Fini chiede la testa di Berlusconi

Fini vuole consegnare il Pdl nelle mani del partito dei giudici. «Chi è indagato deve dimettersi da ogni incarico». Prima di lui solo Antonio Di Pietro ha teorizzato l’equa­zione indagato uguale colpevole, salvo non applicarla su se stesso, su suo figlio, sul suo compare De Magistris e sul suo candidato (perdente) governatore del­la Campania. Anche in questo Fini è si­mile a Di Pietro. Evidentemente, sicco­me il principio vale per tutti, il presiden­te della Camera vuole la testa di Berlu­sconi, che è pluri indagato e processato. Ma chissà perché, non ha mai chiesto quella del suo fido Italo Bocchino, cam­pione di legalità e moralismo, che lo scorso anno finì indagato nell’inchiesta Global Service con l’accusa di «illecita e sistematica aggiudicazione di appalti di servizi pubblici». L’elenco degli amici per cui Fini ha fatto e fa il garantista è lunghissimo. Dal suo segretario pluri in­quisito Francesco Cosimi Proietti, tut­t’ora deputato finiano, al governatore della Calabria, Giuseppe Scopelliti, bra­vo quanto sfortunato con la magistratu­ra.
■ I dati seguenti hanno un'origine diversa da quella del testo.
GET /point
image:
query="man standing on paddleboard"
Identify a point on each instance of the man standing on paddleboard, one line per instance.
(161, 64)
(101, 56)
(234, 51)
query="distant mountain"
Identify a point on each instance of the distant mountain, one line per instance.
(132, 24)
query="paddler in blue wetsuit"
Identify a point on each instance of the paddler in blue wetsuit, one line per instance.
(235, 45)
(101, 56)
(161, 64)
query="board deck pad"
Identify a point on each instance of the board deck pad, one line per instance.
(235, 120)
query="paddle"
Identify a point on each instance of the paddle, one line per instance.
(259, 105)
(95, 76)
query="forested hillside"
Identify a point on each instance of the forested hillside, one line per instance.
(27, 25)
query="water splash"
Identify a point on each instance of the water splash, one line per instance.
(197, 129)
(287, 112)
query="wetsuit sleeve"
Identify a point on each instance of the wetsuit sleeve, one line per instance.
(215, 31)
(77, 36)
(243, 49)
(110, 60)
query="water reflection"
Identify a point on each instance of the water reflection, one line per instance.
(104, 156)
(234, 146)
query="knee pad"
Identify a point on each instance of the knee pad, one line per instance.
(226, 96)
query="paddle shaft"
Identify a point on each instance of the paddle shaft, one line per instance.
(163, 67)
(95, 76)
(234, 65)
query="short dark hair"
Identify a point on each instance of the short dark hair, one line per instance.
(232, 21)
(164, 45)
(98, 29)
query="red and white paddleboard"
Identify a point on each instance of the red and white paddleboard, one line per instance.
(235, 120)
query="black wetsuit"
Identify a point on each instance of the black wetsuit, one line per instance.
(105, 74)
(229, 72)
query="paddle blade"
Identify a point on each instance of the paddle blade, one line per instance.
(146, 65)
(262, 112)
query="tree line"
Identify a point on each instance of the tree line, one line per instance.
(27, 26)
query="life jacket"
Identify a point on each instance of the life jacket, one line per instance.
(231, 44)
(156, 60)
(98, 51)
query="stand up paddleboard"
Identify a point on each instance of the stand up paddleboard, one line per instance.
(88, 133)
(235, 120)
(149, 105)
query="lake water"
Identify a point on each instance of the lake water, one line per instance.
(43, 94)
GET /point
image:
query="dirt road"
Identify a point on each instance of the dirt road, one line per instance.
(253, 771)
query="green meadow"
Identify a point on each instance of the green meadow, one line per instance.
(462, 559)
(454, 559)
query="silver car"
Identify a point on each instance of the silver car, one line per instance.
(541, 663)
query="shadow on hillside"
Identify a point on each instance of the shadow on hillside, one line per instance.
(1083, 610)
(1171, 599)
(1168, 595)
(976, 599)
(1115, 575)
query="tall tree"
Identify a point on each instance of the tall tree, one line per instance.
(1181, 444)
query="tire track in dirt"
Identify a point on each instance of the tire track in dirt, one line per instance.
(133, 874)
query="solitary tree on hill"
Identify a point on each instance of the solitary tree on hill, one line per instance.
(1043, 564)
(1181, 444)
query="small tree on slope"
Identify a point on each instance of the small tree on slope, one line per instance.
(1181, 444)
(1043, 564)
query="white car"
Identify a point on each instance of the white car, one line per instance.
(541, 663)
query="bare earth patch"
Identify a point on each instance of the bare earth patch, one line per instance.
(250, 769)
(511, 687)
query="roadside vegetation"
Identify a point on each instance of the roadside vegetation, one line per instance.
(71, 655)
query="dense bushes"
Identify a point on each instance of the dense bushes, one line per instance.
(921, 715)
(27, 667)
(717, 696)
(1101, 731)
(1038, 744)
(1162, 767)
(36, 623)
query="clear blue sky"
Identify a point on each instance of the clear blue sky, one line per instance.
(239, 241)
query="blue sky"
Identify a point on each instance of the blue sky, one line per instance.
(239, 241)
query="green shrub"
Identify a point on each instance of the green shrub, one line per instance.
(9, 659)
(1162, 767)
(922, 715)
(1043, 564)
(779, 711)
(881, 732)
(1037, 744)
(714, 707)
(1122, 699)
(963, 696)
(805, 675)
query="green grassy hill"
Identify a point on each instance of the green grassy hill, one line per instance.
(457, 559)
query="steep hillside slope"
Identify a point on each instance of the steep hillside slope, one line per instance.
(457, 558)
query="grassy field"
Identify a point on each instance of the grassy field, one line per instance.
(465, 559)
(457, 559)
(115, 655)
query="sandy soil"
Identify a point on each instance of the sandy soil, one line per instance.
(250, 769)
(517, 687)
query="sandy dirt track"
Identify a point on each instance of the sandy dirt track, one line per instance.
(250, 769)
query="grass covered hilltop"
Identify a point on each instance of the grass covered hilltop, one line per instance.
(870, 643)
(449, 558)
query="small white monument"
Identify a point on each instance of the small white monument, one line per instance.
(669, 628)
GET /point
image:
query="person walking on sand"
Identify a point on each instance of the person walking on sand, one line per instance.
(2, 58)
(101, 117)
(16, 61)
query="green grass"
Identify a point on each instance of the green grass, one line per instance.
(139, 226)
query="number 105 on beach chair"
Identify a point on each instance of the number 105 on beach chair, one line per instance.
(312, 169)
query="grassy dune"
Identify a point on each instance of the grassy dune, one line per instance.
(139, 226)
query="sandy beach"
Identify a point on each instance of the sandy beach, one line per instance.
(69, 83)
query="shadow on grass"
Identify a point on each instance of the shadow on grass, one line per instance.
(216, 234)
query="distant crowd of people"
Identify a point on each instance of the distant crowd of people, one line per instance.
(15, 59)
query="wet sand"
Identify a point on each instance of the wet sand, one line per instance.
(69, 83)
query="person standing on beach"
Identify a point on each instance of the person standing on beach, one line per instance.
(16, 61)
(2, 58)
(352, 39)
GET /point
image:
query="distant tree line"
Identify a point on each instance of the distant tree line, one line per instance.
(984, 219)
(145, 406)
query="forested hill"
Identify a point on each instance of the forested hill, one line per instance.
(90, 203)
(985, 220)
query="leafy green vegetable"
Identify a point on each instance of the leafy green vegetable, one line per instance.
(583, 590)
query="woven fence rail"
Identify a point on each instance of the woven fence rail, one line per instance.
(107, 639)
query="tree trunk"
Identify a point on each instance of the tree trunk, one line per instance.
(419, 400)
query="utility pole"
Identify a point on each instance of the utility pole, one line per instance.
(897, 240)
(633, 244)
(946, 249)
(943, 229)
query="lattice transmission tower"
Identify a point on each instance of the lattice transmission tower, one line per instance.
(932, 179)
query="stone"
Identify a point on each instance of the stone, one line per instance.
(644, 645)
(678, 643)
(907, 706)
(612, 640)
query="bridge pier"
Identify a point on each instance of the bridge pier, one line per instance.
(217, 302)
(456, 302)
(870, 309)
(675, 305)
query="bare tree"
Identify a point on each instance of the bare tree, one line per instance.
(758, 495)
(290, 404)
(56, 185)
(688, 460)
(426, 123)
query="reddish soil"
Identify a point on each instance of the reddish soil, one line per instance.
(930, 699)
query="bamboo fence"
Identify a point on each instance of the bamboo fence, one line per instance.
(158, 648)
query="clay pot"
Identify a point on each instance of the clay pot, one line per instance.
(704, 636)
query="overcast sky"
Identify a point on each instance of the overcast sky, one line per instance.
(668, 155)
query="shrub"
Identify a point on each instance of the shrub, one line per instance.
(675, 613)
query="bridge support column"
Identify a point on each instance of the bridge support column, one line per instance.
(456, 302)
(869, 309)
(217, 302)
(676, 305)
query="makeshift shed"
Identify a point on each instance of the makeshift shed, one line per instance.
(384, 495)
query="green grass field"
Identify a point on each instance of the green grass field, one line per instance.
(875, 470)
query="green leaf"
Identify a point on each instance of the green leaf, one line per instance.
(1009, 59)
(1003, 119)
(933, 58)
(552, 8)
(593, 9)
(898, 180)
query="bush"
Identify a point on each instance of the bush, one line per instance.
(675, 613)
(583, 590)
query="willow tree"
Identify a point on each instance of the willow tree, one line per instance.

Per non parlare dell’appoggio che i finiani danno in Sicilia al governatore Raffaele Lombardo, nei confronti del quale i giudici hanno chiesto l’arresto per concorso esterno alla mafia. E non risulta che Fini si sia indignato che l’al­tro suo braccio destro, Fabio Granata, abbia accettato da Lombardo, cioè, stan­do al suo ragionamento, da un presunto mafioso, l’incarico di vicepresidente di Cine Sicilia, uno dei tanti enti inutili di­spensatore di poltrone e fonte di spre­chi (entrambe le cose a Granata evidentemente non fanno schifo). Insomma, se tutte le persone chiama­te in causa dalla magistratura dovessero lasciare la politica, Fini rimarrebbe an­cora più solo di quanto lo sia ora. E non avrebbe neppure fatto il politico perché figlio di uno dei leader più inquisiti della prima Repubblica, tale Giorgio Almiran­te. Quella di Fini è una vita segnata da compagni di viaggio indagati. L’unico dal quale ha preso davvero le distanze, divorziando, è l’ex moglie Daniela Di Sotto, coinvolta in una vicenda di tan­genti nella Sanità. La stessa che ha coin­volto il fratello, Massimo. Maestri, fedelissimi, segretari, mo­glie, fratelli.

Quella di Fini è una grande famiglia di indagati intoccabili. Sta dav­vero diventando un uomo di sinistra, quelli della morale sì ma doppia: una per loro, l’altra da usare contro i nemici politici. La sua uscita (o cacciata) dal Pdl pare sempre più vicina.